Hello!
I am having a trouble, my CUDA program sometimes raise error #700 - an illegal memory access is encountered, and it only happens in 8 out of about 70 of my customers.
The program is running on Dell 7070 PC, with a Quadro P620 graphic card, Windows 10 Home, driver version is 460.89. It’s developed with CUDA 10.2.
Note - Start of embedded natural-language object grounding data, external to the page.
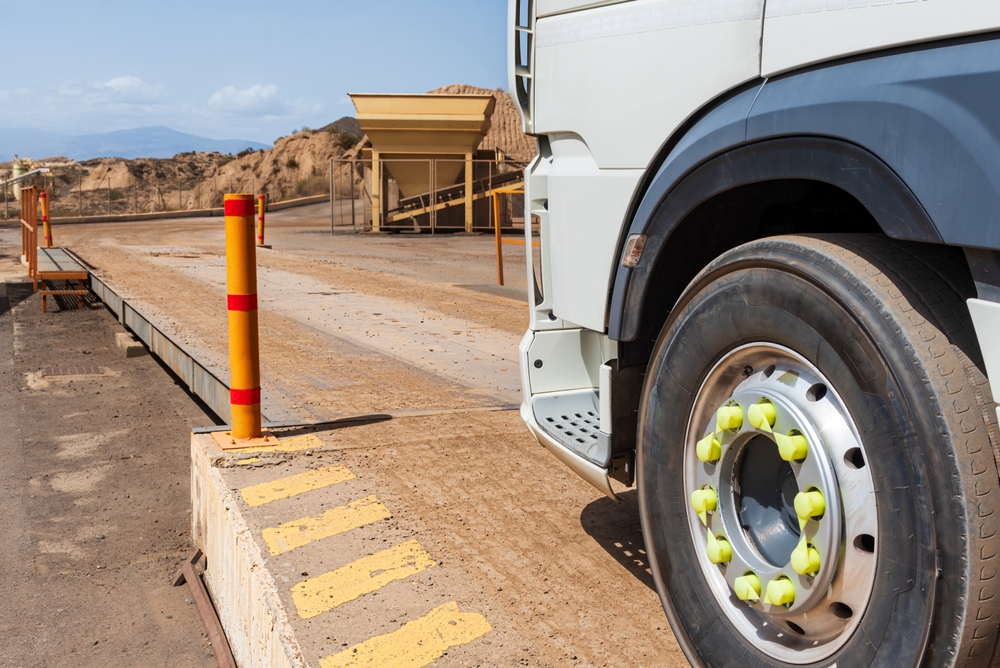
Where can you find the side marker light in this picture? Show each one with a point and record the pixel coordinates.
(634, 246)
(704, 501)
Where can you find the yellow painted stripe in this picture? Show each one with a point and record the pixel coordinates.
(293, 485)
(295, 444)
(325, 592)
(417, 643)
(297, 533)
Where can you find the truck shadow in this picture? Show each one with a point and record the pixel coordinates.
(616, 528)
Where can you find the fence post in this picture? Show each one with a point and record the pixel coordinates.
(354, 220)
(468, 192)
(244, 346)
(43, 199)
(261, 207)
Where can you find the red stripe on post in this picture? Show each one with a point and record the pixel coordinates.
(244, 397)
(243, 302)
(239, 207)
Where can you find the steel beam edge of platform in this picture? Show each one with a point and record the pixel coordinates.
(245, 595)
(200, 381)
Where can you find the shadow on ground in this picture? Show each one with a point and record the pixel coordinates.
(15, 294)
(616, 528)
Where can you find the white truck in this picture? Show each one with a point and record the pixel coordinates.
(767, 293)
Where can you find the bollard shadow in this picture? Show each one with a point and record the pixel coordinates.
(616, 528)
(289, 430)
(15, 293)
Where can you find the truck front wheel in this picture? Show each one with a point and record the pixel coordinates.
(816, 476)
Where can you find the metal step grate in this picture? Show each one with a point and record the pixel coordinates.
(573, 419)
(581, 428)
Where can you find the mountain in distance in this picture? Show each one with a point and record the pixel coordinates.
(151, 142)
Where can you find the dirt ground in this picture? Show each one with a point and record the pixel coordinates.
(94, 493)
(371, 323)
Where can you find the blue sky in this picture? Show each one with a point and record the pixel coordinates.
(224, 69)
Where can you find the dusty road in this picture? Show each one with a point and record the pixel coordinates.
(353, 324)
(94, 493)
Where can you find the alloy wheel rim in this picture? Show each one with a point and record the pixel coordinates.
(753, 535)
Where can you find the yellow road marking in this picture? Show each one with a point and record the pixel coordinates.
(417, 643)
(293, 485)
(297, 533)
(295, 444)
(325, 592)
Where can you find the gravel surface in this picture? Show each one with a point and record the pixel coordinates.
(94, 492)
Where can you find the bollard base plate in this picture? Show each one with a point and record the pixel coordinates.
(226, 441)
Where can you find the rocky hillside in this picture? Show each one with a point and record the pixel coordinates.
(296, 166)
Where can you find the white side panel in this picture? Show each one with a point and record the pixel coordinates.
(802, 32)
(586, 209)
(986, 318)
(625, 76)
(570, 360)
(550, 7)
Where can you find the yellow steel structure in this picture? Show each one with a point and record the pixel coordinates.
(244, 346)
(410, 130)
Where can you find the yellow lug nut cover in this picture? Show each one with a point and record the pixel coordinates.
(809, 504)
(719, 549)
(792, 448)
(805, 559)
(780, 592)
(747, 587)
(709, 449)
(729, 417)
(762, 415)
(704, 501)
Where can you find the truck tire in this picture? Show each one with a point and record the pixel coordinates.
(816, 460)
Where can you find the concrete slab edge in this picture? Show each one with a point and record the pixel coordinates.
(245, 595)
(200, 381)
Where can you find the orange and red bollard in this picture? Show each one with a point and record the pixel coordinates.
(244, 345)
(43, 199)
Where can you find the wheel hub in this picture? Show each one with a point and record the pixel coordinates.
(779, 503)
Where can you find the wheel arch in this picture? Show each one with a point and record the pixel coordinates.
(881, 115)
(746, 194)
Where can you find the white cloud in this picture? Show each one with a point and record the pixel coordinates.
(82, 107)
(257, 100)
(130, 89)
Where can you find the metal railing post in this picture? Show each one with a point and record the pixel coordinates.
(261, 208)
(43, 200)
(496, 227)
(244, 345)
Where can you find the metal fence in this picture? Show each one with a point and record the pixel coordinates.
(425, 195)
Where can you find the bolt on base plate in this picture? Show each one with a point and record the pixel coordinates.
(226, 441)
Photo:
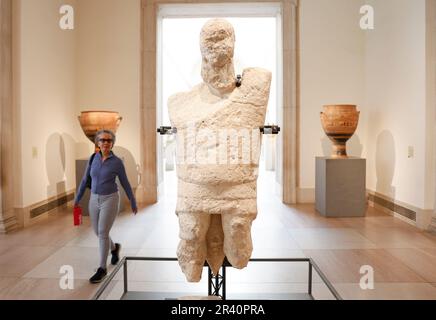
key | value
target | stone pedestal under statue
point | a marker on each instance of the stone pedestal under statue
(340, 187)
(80, 171)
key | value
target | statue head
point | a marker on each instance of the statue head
(217, 42)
This error does not happen every time on every PC. It has been implemented to about 70 customers for about 2 months, only 8 of them has reported this problem (if this error happen, customer must report). For the 8 reported customers, this error happens about once or twice a week. Every time when this error happen, I re-run the program with the same data, this error will continuously happen until I reboot the computer, nor the screen goes black and the GPU is recovered. sometimes when the error happen, there will be a log in windows event viewer like this: Error Level: error, source: nvlddmkm, event ID: 13. Event detail can be:
\Device\Video3
Graphics SM Warp Exception on(GPC 1, TPC 1): Out of Range Address
Or
\Device\Video3
Graphics Exception: SER 0x504648=0x137000e 0x504650=0x20 0x504644=0xd3eff2 0x50464c=0x17f
Exception can be on (GPC0, TPC 0), (GPC0, TPC 1), (GPC1, TPC 0) or (GPC1, TPC 1).
I have tried to use CUDA-memcheck to test the program, the result shows no error.
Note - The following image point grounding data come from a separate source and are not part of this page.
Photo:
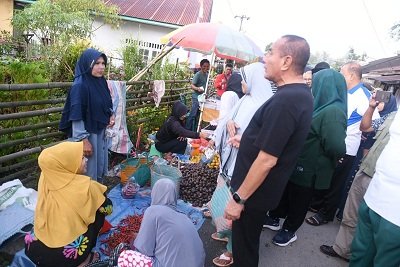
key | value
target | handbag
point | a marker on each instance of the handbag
(220, 198)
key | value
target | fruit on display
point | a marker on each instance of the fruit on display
(214, 164)
(198, 183)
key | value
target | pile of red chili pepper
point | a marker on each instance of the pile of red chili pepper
(124, 232)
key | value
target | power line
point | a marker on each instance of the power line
(230, 7)
(242, 17)
(373, 27)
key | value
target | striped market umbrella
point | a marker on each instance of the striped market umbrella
(209, 38)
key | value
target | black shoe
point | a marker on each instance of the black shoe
(284, 237)
(328, 250)
(271, 223)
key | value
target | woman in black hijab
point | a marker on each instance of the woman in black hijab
(88, 111)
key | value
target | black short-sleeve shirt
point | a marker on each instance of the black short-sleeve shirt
(279, 128)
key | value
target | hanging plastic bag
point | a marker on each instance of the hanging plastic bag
(208, 155)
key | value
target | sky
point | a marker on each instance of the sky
(330, 26)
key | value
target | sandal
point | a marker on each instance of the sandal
(223, 260)
(91, 259)
(217, 237)
(207, 214)
(316, 220)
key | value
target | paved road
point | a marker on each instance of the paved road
(302, 253)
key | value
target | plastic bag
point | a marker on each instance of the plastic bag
(142, 175)
(130, 189)
(208, 155)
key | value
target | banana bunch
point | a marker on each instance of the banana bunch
(195, 158)
(214, 164)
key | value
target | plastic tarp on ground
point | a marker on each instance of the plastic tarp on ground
(136, 206)
(121, 209)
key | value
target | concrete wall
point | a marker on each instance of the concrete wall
(6, 12)
(111, 41)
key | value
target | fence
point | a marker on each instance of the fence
(30, 113)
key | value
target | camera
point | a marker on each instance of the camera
(382, 96)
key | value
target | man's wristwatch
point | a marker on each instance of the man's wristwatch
(238, 199)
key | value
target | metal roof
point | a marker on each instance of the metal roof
(178, 12)
(383, 63)
(392, 79)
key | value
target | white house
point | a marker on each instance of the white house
(145, 21)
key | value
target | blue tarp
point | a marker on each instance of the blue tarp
(136, 206)
(123, 208)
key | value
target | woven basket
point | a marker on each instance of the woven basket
(128, 167)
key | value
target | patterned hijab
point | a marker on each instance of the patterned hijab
(67, 201)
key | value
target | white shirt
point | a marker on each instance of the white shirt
(357, 103)
(383, 194)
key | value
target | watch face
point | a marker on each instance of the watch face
(236, 197)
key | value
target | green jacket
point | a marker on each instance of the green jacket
(323, 148)
(325, 143)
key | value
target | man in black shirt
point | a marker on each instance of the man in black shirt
(269, 147)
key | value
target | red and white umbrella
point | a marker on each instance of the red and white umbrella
(209, 38)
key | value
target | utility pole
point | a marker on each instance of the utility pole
(242, 17)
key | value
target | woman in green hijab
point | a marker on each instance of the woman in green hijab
(323, 148)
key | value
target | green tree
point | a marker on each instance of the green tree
(268, 47)
(58, 24)
(352, 55)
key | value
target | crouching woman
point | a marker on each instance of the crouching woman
(70, 210)
(166, 237)
(172, 135)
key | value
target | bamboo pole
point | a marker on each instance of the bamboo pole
(34, 86)
(25, 152)
(28, 114)
(28, 127)
(18, 165)
(31, 103)
(30, 139)
(19, 174)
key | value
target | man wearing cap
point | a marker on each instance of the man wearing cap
(357, 103)
(320, 66)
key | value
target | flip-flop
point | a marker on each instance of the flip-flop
(215, 236)
(94, 256)
(223, 260)
(207, 214)
(316, 220)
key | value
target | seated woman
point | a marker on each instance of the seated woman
(166, 236)
(172, 135)
(70, 210)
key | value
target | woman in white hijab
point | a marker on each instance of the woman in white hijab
(166, 237)
(257, 90)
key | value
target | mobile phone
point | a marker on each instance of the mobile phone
(382, 96)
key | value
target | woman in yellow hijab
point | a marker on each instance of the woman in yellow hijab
(70, 211)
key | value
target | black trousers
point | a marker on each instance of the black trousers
(293, 206)
(331, 199)
(174, 146)
(246, 237)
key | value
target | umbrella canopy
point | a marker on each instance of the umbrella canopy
(208, 38)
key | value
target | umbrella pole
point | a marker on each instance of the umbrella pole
(205, 92)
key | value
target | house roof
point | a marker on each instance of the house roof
(392, 79)
(177, 12)
(384, 63)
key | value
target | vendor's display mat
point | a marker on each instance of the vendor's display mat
(136, 206)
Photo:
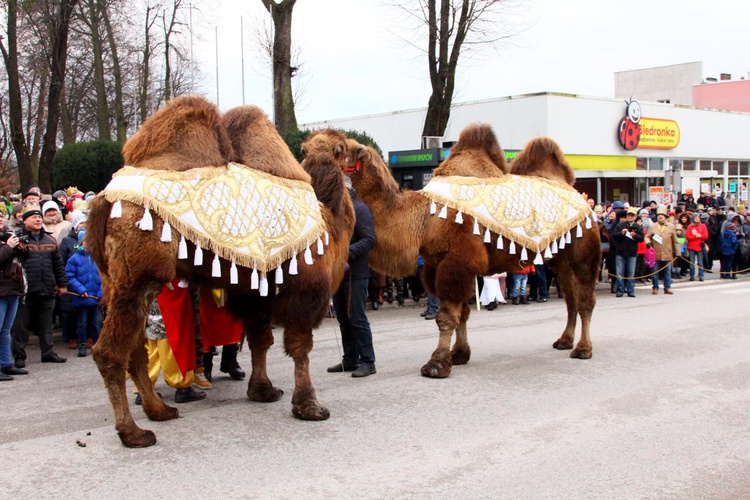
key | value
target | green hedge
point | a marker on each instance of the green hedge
(86, 165)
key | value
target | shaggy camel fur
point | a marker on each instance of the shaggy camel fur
(188, 132)
(453, 256)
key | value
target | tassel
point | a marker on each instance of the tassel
(216, 267)
(538, 259)
(198, 260)
(116, 212)
(146, 223)
(254, 278)
(166, 232)
(293, 265)
(182, 248)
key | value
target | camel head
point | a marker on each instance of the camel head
(185, 133)
(257, 144)
(543, 157)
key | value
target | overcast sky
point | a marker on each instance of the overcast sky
(353, 64)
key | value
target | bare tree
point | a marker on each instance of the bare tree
(453, 26)
(283, 71)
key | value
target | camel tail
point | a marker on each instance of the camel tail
(543, 157)
(96, 231)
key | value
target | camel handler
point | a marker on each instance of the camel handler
(663, 238)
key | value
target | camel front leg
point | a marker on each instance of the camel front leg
(260, 339)
(298, 344)
(448, 319)
(121, 334)
(461, 352)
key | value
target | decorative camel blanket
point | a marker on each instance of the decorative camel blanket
(246, 216)
(529, 211)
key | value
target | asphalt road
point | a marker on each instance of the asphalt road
(660, 411)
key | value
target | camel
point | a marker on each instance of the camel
(189, 133)
(406, 226)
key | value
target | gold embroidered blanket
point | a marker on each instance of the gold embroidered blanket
(531, 211)
(246, 216)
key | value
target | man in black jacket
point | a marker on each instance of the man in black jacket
(350, 299)
(45, 274)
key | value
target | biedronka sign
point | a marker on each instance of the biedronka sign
(636, 131)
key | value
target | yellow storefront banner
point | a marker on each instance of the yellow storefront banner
(658, 134)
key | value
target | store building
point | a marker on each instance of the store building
(681, 148)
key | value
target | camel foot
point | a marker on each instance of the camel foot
(310, 410)
(436, 369)
(461, 356)
(138, 438)
(563, 345)
(161, 414)
(581, 353)
(263, 392)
In my codes, all memory allocation are done at the beginning when the program starts up, but the error happen in the middle. And I have also checked the temporary variables in kernel codes, it seems that they are not possible to exceed the heap size limit. I can show parts of my codes if necessary.
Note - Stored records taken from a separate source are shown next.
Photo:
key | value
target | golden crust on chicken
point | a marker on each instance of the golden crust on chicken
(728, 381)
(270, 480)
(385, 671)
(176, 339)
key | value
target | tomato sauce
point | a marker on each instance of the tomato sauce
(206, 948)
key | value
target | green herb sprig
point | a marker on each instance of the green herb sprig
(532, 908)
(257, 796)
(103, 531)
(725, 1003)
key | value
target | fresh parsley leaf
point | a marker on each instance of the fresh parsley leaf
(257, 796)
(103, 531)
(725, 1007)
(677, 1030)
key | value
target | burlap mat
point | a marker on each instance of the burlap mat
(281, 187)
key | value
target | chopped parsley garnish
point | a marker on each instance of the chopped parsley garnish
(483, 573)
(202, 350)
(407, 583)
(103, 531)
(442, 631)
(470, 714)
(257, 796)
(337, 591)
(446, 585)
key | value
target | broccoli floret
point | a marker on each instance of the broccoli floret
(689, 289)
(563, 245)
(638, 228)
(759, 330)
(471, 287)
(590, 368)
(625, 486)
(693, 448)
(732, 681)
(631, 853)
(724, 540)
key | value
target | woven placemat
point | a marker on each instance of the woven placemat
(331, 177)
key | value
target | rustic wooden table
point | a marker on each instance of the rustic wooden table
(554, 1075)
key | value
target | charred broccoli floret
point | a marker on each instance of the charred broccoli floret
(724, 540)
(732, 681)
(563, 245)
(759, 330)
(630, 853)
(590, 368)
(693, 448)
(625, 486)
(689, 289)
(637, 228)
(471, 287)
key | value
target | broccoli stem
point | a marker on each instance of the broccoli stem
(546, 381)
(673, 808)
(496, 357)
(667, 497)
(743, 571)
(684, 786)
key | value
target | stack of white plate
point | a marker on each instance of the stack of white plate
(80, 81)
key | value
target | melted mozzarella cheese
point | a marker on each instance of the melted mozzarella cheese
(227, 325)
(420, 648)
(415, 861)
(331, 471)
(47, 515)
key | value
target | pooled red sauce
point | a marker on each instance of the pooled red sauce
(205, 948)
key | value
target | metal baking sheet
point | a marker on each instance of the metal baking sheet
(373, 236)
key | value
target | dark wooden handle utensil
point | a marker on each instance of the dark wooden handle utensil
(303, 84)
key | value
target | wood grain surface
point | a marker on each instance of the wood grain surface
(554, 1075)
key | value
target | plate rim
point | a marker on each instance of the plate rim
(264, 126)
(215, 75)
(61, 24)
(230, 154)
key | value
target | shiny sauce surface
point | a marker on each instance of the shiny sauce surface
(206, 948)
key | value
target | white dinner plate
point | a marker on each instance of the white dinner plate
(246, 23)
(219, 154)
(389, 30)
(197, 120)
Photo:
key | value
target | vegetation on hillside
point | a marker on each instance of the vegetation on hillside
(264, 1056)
The program is developed with continuous integration and continuous test, so it has been running on my development PC for thousands times. In addition, when the error occurred in customers PC, I have copied the data back to my PC, then I run automatic test for over 100 time, this error does not happen.
I want to exchange PC or GPU between customers that have met this problem and haven’t met this problem, but I can not do this. Today I have just replaced with new P620 GPUs for 2 of the 8 customers, I will keep observing for at least one week.
Does anyone have any idea about this problem?